In [6]:
import pyspark

In [33]:
from pyspark.sql import SparkSession, functions as F

In [11]:
spark = SparkSession.builder.getOrCreate()

22/10/18 00:30:42 WARN NativeCodeLoader: Unable to load native-hadoop library for your platform... using builtin-java classes where applicable
Using Spark's default log4j profile: org/apache/spark/log4j-defaults.properties
Setting default log level to "WARN".
To adjust logging level use sc.setLogLevel(newLevel). For SparkR, use setLogLevel(newLevel).


![Mapper_Tranformation](img/mapper_transformations.png)

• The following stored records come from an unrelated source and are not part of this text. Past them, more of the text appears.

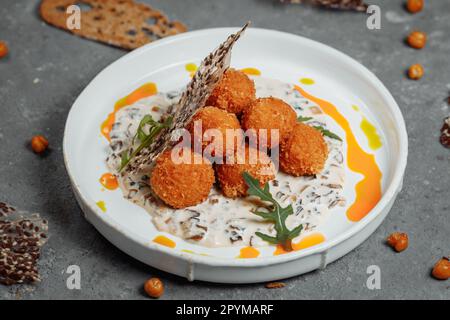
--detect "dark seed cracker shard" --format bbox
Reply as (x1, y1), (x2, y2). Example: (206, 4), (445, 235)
(40, 0), (187, 50)
(280, 0), (368, 12)
(0, 202), (48, 285)
(127, 22), (250, 172)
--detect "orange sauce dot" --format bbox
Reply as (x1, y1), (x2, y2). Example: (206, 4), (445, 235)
(241, 68), (261, 76)
(273, 232), (325, 256)
(95, 201), (106, 212)
(99, 172), (119, 190)
(238, 247), (260, 259)
(153, 236), (176, 248)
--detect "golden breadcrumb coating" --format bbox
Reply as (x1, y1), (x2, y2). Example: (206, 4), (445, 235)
(241, 97), (297, 149)
(187, 107), (243, 157)
(206, 68), (256, 114)
(150, 148), (215, 209)
(280, 123), (328, 177)
(215, 146), (276, 198)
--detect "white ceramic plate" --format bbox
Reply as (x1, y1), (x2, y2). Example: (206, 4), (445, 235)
(64, 28), (408, 283)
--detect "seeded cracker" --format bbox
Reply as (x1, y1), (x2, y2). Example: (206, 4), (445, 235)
(0, 202), (48, 285)
(40, 0), (187, 50)
(127, 22), (250, 172)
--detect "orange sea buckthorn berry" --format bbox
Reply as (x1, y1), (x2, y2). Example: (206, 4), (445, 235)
(31, 136), (48, 153)
(408, 64), (424, 80)
(144, 278), (164, 298)
(431, 257), (450, 280)
(0, 41), (9, 59)
(406, 0), (424, 13)
(387, 232), (408, 252)
(406, 31), (427, 49)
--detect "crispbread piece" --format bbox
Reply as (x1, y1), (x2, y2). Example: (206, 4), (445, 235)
(126, 22), (250, 172)
(40, 0), (187, 50)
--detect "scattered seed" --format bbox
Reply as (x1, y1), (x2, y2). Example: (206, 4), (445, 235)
(406, 0), (424, 13)
(431, 257), (450, 280)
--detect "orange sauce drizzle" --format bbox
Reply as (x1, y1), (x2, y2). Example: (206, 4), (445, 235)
(100, 82), (158, 141)
(295, 86), (382, 222)
(241, 68), (261, 76)
(273, 232), (325, 256)
(99, 172), (119, 190)
(153, 236), (177, 248)
(360, 117), (383, 150)
(238, 247), (260, 259)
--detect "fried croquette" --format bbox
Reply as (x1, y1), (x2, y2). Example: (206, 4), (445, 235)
(206, 68), (256, 114)
(215, 146), (276, 198)
(280, 123), (328, 177)
(187, 107), (243, 157)
(150, 147), (215, 209)
(241, 97), (297, 150)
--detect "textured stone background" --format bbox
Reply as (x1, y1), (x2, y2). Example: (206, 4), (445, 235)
(0, 0), (450, 299)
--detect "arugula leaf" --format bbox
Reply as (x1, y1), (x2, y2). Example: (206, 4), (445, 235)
(119, 115), (172, 172)
(242, 172), (303, 251)
(297, 116), (313, 122)
(314, 126), (342, 141)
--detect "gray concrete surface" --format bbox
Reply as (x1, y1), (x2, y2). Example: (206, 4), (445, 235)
(0, 0), (450, 299)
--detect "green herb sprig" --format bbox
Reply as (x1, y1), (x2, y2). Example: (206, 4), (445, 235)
(119, 115), (172, 172)
(297, 116), (342, 141)
(242, 172), (303, 251)
(314, 126), (342, 141)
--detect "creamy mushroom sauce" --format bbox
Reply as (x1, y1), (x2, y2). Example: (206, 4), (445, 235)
(107, 77), (345, 247)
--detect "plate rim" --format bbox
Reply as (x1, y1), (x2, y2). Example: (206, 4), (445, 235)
(63, 27), (408, 267)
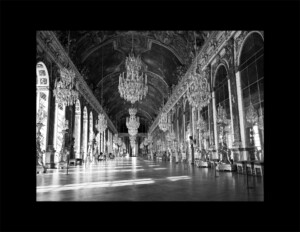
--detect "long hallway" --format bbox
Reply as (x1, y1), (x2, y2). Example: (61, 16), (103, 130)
(37, 157), (263, 201)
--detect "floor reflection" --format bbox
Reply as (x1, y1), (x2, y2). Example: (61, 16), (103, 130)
(36, 158), (263, 201)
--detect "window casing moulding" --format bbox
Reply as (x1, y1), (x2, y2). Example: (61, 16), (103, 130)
(148, 31), (238, 134)
(37, 31), (118, 133)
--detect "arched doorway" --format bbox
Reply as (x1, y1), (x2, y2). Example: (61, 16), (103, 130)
(81, 106), (88, 160)
(36, 62), (49, 153)
(239, 32), (264, 161)
(214, 64), (232, 150)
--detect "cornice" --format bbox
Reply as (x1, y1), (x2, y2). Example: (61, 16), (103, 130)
(37, 31), (118, 133)
(148, 31), (236, 134)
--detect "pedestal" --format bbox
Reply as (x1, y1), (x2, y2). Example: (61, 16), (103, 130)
(45, 145), (57, 168)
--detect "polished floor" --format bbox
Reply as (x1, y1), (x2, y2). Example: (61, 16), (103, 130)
(36, 157), (264, 201)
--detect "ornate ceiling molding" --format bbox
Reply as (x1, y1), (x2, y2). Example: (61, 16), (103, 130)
(148, 31), (236, 133)
(37, 31), (118, 133)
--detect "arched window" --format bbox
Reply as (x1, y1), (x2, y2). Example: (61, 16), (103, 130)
(81, 106), (88, 160)
(215, 65), (231, 147)
(239, 32), (264, 159)
(200, 106), (209, 149)
(74, 99), (81, 159)
(36, 62), (49, 156)
(89, 111), (94, 142)
(178, 106), (183, 145)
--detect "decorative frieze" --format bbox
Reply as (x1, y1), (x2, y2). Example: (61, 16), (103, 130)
(37, 31), (117, 133)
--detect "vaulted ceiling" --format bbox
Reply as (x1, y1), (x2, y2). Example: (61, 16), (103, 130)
(55, 31), (209, 132)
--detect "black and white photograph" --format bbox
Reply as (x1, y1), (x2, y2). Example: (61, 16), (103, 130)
(0, 0), (300, 232)
(36, 30), (264, 202)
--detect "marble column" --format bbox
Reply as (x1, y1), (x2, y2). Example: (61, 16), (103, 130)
(74, 111), (81, 159)
(212, 91), (219, 159)
(235, 71), (247, 160)
(228, 78), (234, 148)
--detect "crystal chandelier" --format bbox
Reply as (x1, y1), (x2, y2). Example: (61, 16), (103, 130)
(258, 108), (264, 130)
(158, 112), (170, 132)
(246, 102), (258, 125)
(217, 104), (229, 124)
(140, 143), (144, 149)
(98, 113), (107, 133)
(197, 115), (207, 131)
(187, 62), (211, 110)
(53, 68), (79, 106)
(129, 136), (136, 148)
(119, 32), (148, 104)
(126, 108), (140, 136)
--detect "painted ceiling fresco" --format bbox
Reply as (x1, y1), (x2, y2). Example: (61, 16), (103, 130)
(55, 31), (210, 130)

- lazy evaluation: transformation will not be evaluated util action is executed
- help to optimize: Spark can look at DAG entirely

## 1. map() transformation

In [8]:
help(pyspark.RDD.map)

Help on function map in module pyspark.rdd:

map(self, f, preservesPartitioning=False)
    Return a new RDD by applying a function to each element of this RDD.
    
    >>> rdd = sc.parallelize(["b", "a", "c"])
    >>> sorted(rdd.map(lambda x: (x, 1)).collect())
    [('a', 1), ('b', 1), ('c', 1)]



### 1.1 RDD mapper

In [9]:
def relu_func(x):
    if x < 0:
        return 0
    return x

In [17]:
data = [1, -1, -2, 3, 4]
rdd_sample_2 = spark.sparkContext.parallelize(data)
rdd_sample_2.collect()

[1, -1, -2, 3, 4]

In [13]:
rdd_relu = rdd_sample_2.map(lambda x : relu_func(x))
rdd_relu.collect()

[1, 0, 0, 3, 4]

In [16]:
# or
rdd_relu = rdd_sample_2.map(relu_func)
rdd_relu.collect()

[1, 0, 0, 3, 4]

- add new field to value

In [18]:
pairs = [('a', 2), ('b', -1), ('d', -2), ('e', 3)]
rdd_pairs = spark.sparkContext.parallelize(pairs)
rdd_pairs.collect()

[('a', 2), ('b', -1), ('d', -2), ('e', 3)]

In [23]:
rdd_pairs_relu = rdd_pairs.map(lambda pair: (pair[0], (pair[1], relu_func(pair[1]) )))
rdd_pairs_relu.collect()

[('a', (2, 2)), ('b', (-1, 0)), ('d', (-2, 0)), ('e', (3, 3))]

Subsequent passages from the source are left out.